C S Lewis’s dark night of the soul:Chris Armstrong (Ph.D., Duke University), church historian, educator, currently founding director of Opus: The Art of Work at Wheaton College, Wheaton, IL



The faith of Christians is built on Presence. Whether in the pillar of fire, the still small voice, or the Incarnate Son, God has been Emmanuel, “with us.” He has promised never to leave nor forsake us. In thousands of hymns, we have sung of an experienced intimacy with God in Christ. We have asked: “Is Jesus your personal Lord and Savior?” We have prayed, wept, and rested in His presence.
For a committed Christian, then, nothing is more devastating than Divine Absence, spiritual loneliness, the ceiling of brass meeting our every prayer.

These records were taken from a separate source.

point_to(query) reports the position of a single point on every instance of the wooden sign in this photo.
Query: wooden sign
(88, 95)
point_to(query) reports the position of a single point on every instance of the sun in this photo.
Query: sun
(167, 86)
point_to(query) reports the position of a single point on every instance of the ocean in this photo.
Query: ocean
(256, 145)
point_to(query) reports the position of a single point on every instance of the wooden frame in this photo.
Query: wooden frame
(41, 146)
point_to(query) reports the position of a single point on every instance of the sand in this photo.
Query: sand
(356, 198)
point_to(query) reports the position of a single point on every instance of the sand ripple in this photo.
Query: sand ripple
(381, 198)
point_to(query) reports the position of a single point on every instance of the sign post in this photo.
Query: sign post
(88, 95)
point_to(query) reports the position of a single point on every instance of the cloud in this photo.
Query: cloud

Yet when the sixteenth-century mystic John of the Cross identified and described a kindred phenomenon—a sort of desolation called “dark night of the soul”—he insisted that it is an important spiritual discipline. We enter the dark night, said John, as a tortuous but fruitful ascetic path to the mystical goal of union with God.
John’s work on this subject became a spiritual classic. He was honored as one of the very few “doctors of the church” by Roman Catholicism, and he is still widely cited by Catholics and Protestants alike. But most modern Christians have forgotten that for the great Carmelite, “the dark night” was just one part of an elaborate apophatic theology. Apophaticism is the theological mode that tries to penetrate beyond the realm of our senses and our reason and come before God as The Awesome Unknown. (Although some conservative Protestants fear apophaticism as unbiblical and suspiciously “Eastern,” it is well-supported both in tradition and Scripture.)

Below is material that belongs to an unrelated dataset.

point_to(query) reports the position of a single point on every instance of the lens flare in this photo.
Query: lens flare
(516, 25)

Few today subscribe to or even understand John’s system. Instead, we have taken over John’s phrase “the dark night of the soul” to describe a subjective experience of the complete loss of God’s loving presence—and without its rootage in John’s larger theology, we are not always sure what to do with it. It seems a rather unpleasant episode, often associated with doubt, that may plague a Christian for a while but that, we hope, will soon pass. We treat it almost as a pathology. In fact, one might ask why we should bother to talk about this sort of loss of the divine presence at all.
I’d suggest one good reason for giving the “dark night” a second look is a shocking fact about who undergoes it. It would be one thing if this experience enveloped only, say, backsliders or immature Christians or those involved in obvious sin. But with great regularity, we find the experience in the life stories of those we think of as having been especially faithful witnesses to the faith: People such as C. S. Lewis. Mother Teresa. Martin Luther. Each of these suffered particularly intense episodes of “dark night of the soul.” And perhaps the best way to begin to understand this experience for ourselves is to listen in on their struggles to find meaning in their darkness.

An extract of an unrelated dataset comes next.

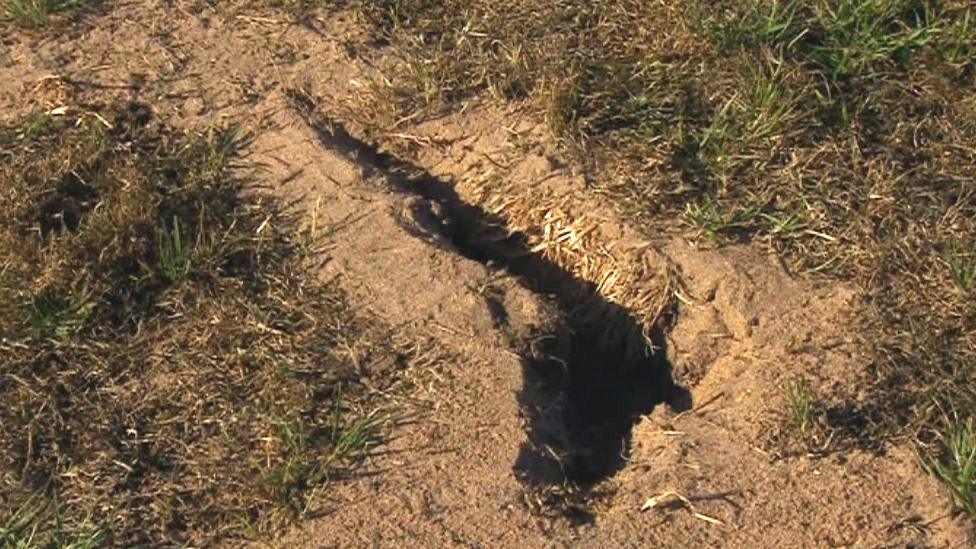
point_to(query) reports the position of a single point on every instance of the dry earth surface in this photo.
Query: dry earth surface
(476, 458)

Lewis’s dark night came after the death of his wife Joy. Mother Teresa’s came at the very founding of her Missionaries of Charity and lasted to the end of her life, with little respite. Luther’s plagued him in one form as a young monk, and then in several others as a Reformer.
Of course, we could draw our own conclusions about why these saints have suffered thus—and historians have frequently done so. Perhaps some character flaw or pathology has led them away from the Divine Presence. The rational apologist Lewis, say some scholars, finally discovered after the death of his wife Joy that the God he had imagined was no longer a supportable hypothesis. The Absence he felt was in fact his coming to realization that Christianity was a fiction. Some critics have traced Mother Teresa’s “dark night” to an almost masochistic proclivity for pain, rooted in a certain Catholic understanding of suffering as inherently redemptive and spiritually meritorious. Most famously, Luther’s life story spawned in the 20th century a cottage industry of psycho-historical interpretation, led by Erik Erickson’s argument that a fraught relationship with his father created a cycle of overachievement and self-doubt that plunged the Reformer into the Anfechtungen—periods of depression and self-doubtwhich never left him alone for long.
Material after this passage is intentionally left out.